O cenário atual, marcado pela possibilidade de um cessar-fogo «à Trump», implica para os aliados da Ucrânia a necessidade de estabelecer garantias de segurança uma vez decretado o fim da guerra, algo que não contradiz o trabalho sotto voce que, segundo vazou a Casa Branca à Axios, vários países da UE estão a fazer para «prolongar a guerra e criar expectativas [à Ucrânia] pouco razoáveis».
Os escassos avanços da cimeira do Alasca levaram Trump a anunciar que, se a situação não for desbloqueada nos termos propostos pela Casa Branca, os Estados Unidos avaliarão a possibilidade de se juntar à «coligação dos dispostos». Após a reunião de quinta-feira, o presidente da Finlândia, Alexander Stubb, explicou à imprensa que Trump tinha pedido colaboração em matéria energética para privar a Rússia das suas receitas de gás e petróleo.
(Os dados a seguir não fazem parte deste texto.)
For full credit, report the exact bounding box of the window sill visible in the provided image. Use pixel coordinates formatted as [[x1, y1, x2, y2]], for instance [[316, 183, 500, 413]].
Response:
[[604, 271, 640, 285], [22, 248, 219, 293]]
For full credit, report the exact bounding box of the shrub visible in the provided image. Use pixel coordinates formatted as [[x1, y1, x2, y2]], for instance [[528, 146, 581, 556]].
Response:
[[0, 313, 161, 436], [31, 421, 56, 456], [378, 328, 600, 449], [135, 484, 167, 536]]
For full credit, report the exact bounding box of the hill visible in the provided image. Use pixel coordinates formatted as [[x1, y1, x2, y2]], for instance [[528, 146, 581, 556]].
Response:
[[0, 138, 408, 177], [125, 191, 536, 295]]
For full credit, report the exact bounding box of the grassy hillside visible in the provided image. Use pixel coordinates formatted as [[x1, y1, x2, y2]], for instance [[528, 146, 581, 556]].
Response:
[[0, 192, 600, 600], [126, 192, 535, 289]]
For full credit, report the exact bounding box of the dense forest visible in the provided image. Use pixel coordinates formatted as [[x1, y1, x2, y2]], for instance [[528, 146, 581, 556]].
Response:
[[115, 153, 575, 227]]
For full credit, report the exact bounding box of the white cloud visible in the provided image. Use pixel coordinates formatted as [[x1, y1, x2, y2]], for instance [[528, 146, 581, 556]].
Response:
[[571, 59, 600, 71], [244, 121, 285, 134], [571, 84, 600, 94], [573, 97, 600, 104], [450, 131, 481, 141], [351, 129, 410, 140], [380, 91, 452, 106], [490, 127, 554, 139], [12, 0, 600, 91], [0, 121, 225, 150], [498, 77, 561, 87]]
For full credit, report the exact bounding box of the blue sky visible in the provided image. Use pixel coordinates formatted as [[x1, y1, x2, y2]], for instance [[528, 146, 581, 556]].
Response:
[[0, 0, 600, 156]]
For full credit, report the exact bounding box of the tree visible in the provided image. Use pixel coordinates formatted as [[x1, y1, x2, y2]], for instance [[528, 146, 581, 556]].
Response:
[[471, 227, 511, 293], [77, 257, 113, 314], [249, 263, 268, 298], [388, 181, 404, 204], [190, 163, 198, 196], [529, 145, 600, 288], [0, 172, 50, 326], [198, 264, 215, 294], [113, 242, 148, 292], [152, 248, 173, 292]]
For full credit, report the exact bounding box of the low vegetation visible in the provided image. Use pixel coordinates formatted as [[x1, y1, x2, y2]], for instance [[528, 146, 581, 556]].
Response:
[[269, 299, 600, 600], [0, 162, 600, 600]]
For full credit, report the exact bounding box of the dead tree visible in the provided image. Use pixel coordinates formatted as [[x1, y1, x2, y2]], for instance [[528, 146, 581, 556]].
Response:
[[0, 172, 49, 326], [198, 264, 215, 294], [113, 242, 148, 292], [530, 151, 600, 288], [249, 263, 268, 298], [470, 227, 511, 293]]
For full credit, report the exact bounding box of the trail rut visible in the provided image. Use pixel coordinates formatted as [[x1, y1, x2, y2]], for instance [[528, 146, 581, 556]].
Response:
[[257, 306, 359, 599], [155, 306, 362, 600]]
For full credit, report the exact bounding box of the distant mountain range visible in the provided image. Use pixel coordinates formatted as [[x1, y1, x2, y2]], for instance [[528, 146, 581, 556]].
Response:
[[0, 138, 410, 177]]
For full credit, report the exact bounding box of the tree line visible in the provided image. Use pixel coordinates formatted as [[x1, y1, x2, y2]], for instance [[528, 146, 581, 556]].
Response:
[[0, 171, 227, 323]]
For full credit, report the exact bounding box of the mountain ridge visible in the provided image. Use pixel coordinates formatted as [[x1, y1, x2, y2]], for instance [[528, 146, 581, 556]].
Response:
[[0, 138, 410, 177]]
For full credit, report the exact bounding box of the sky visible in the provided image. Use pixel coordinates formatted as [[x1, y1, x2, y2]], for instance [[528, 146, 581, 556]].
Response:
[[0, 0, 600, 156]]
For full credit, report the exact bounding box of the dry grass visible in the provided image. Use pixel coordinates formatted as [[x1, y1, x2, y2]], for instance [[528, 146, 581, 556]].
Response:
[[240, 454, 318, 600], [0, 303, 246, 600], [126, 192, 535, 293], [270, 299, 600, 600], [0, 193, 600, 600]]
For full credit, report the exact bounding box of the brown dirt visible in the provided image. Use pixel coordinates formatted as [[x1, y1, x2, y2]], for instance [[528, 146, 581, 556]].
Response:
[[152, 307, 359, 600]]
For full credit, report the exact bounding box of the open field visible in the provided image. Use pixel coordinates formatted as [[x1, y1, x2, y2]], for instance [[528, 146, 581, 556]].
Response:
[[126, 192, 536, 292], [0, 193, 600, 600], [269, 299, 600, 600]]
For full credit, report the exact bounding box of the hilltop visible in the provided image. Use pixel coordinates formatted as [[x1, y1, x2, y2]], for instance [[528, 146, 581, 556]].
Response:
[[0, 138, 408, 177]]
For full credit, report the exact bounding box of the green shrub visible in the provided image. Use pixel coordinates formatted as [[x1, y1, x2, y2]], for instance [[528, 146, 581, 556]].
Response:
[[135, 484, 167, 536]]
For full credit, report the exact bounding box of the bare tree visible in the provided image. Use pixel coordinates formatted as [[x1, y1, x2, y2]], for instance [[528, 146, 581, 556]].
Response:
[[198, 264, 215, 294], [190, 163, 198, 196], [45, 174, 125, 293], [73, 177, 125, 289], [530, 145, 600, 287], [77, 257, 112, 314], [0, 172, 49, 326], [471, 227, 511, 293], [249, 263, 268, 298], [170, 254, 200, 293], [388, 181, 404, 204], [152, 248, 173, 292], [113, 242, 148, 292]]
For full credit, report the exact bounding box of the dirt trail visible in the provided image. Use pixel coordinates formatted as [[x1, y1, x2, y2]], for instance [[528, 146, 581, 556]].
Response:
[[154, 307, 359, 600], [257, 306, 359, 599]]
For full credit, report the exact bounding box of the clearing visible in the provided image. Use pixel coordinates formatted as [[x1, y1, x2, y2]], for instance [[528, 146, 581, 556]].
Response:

Segundo a Casa Branca, os países da UE compraram 1,1 mil milhões de euros em combustível num ano.
Os avanços para o cessar-fogo na Ucrânia continuam escassos, embora o próprio Trump tenha anunciado que será possível «anunciar algo» e insistido que merece o Prémio Nobel da Paz pelos seus esforços. Segundo se soube após a reunião dos «dispostos», a Ucrânia, apesar de receber apoio ocidental por tempo indeterminado, renunciaria a entrar na OTAN. No entanto, segundo foi informado, os «dispostos» estão empenhados em que entre as garantias à Ucrânia esteja a ativação de um seguro — ao estilo do artigo 5.º de defesa coletiva da OTAN — que comprometa os Estados aliados da Ucrânia a intervir militarmente se a Rússia violar os compromissos de um hipotético cessar-fogo.
Desde a OTAN, Mark Rutte não insinuou que a adesão da Ucrânia à estrutura atlântica já não seja possível, mas isso é algo que depende, em última instância, dos EUA. A 18 de agosto, Trump garantiu que a Ucrânia não entrará na OTAN e que também não recuperará a Crimeia, território ucraniano administrado pela Rússia desde 2014.
«Não tenho nenhuma mensagem para o presidente Putin. Ele sabe qual é a minha posição e tomará uma decisão num sentido ou noutro», declarou Trump, que insinuou punições à Rússia se a resposta à proposta de resolução americana for negativa. A Casa Branca transmite pessimismo quanto ao fim da guerra e ao início do conflito pós-guerra, o que aumenta as críticas à Rússia. Mas não se perde de vista que o seu concorrente na disputa imperialista do século XXI é a China e que, esta semana, o país de Xi Jinping mostrou algumas das cartas que tem na manga para enfrentar os seus adversários.